Agora, estão preparando as queixadas para roer coisas maiores. A Petrobrás teve de aceitar peias nas pernas para as bichas montarem. A Vale, já transferida quase inteira de papéis passados para os cupins, é agora oferecida em leilão nas miudezas, porque é grande demais para uma bocada só.
Tudo bem, é nossa tradição. Em nome do progresso futuro, vendemos o passado, ou o que nos restou dele, feito, imperfeito, mas melhorável. Isso não é tudo, foi necessário também providenciar para que não haja recursos futuros para fazer novas Lights. Para isso apararam as asas da lucratividade nativa pública e privada a fim de que só os cupins lucrem, fermentem seus ganhos e os remetam para fora.
Chocam-se nessa guerra brasileiros versus cupins -duas concepções do poder público e duas economias políticas. Uma delas concebe o Estado como edificador da nação e servidor da sociedade, cuja população deve cuidar, sobretudo, dos carentes.
É a ideologia da responsabilidade social da ação governamental. A outra é a idolatria do mercado, da livre lucratividade. Traz embutida a promessa do céu, dizendo que quando os ricos ficarem muito ricos dividirão sua riqueza.
É a ideologia da usura liberal, o reinado do lucro. Tem como principal solução para tornar uma empresa imediatamente lucrativa dispensar metade de seus trabalhadores e dobrar as exigências de trabalho dos que restam. Só nisso lucram horrores.
Outra forma é hostilizar qualquer programa de caráter social ou de interesse nacional, o que a desonera de obrigações nessa área, libertando-a para o puro jogo da lucratividade.
Fazendo a cabeça dos tecnocratas do governo, apropriando-se de quase toda a mídia, a ideologia do lucro alcançou a unanimidade dos tolos, os convenceu de que nada há mais novidadoso em economia do que trotar na velha rota liberal privatista.
A perspectiva reaberta é perfeita, uma rota só de 500 anos, em reta. Vai do primeiro engenho de gastar negros, produzindo açúcar de lucrar e adoçar bocas alheias, até os ouros de Minas, que financiaram a caça de mais milhões de africanos.

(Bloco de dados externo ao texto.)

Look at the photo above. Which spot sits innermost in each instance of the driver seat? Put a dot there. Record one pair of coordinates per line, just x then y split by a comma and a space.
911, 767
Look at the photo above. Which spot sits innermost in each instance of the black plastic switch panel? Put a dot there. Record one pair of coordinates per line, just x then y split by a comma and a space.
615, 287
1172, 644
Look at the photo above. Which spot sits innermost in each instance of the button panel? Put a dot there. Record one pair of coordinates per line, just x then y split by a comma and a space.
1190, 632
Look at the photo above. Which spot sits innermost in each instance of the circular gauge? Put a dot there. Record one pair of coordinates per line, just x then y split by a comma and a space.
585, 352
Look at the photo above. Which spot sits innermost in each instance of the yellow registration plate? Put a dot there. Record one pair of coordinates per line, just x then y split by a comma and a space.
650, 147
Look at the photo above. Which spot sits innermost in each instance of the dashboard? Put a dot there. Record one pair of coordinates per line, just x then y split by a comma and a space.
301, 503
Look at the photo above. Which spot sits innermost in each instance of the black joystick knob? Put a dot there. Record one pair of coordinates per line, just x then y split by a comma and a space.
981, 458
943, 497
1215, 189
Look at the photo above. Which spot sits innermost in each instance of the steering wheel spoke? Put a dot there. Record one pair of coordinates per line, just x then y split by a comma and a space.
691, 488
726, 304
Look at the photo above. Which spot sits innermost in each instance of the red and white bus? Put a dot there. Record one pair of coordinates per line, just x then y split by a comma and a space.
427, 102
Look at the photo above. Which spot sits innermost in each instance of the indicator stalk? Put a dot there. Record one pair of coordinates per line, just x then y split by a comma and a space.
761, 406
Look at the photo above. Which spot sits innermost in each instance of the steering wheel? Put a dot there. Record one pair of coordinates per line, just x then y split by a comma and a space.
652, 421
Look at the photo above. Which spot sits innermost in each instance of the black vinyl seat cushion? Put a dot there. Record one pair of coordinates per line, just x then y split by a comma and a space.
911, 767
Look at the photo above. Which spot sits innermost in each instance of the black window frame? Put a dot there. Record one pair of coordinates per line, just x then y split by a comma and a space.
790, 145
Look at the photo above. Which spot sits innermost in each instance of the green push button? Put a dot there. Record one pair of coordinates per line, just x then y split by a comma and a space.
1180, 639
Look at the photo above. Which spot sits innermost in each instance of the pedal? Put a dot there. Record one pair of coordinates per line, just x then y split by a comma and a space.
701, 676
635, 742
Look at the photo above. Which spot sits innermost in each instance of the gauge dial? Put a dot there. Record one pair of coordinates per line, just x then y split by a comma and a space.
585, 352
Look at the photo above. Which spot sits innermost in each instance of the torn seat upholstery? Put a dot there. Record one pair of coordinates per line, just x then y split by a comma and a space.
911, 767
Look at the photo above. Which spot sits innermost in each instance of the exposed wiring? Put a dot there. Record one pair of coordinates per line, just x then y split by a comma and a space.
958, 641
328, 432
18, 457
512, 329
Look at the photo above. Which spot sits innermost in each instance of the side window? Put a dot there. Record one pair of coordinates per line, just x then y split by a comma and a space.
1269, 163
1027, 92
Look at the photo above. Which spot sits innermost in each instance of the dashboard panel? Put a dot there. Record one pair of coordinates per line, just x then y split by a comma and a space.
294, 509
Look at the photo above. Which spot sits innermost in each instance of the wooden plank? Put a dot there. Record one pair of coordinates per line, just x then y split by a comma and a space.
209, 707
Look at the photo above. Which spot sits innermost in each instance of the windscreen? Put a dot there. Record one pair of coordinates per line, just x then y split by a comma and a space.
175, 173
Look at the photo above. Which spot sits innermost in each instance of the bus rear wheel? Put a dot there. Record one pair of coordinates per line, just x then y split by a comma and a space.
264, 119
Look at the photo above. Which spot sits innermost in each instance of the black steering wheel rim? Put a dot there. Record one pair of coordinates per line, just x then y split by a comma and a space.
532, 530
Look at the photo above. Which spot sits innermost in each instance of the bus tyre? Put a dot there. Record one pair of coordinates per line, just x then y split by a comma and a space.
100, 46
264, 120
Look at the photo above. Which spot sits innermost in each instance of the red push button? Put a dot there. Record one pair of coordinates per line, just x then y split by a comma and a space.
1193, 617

Chega, agora, em esplendor, com a cupinzagem. Nas primeiras eras da rota, criamos cidades, plantamos civilização, que floresceram sobre a purulência, como é natural das flores. Fazíamos pátria.
De agora por diante, o processo será asséptico, não haverá pustemas, porque a morte será melhor e mais barata que a vida. E esse paisão nosso, descomunal, bocejará feito besta, coçando as partes e rindo pro Fernando.